The officer let them vent their glee. They had earned this pause for self-congratulation. They had been eight days on the trail, almost without rest, acting in shifts as beaters to drive the elephant herd down the escarpment. While he waited for them to quieten, he considered again the personal magnetism and force of character that could weld this mob of primitive illiterate peasants into a cohesive and effective whole. One man had engineered the entire operation.
‘He is a man!’ the officer nodded, then roused himself from the indulgence of hero-worship and lifted the trumpet of the loudhailer to his lips.

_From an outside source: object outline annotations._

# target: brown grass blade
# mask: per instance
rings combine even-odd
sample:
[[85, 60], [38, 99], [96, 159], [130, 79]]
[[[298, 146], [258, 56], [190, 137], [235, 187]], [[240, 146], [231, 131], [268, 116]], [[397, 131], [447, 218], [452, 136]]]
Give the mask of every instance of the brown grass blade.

‘Be quiet! Silence!’ He stilled them, and began to allocate the work that must be done.
He picked the butcher gangs from those who were armed with axe and panga. He set the women to building the smoking racks and plaiting baskets of mopani bark, others he ordered to gather wood for the fires. Then he turned his attention back to the butchers.
None of the tribesmen had ever ridden in an aircraft and the officer had to use the pointed toe of his western boot to persuade the first of them to climb into the hatch for the short hop over the mine-sown strip to the nearest carcass.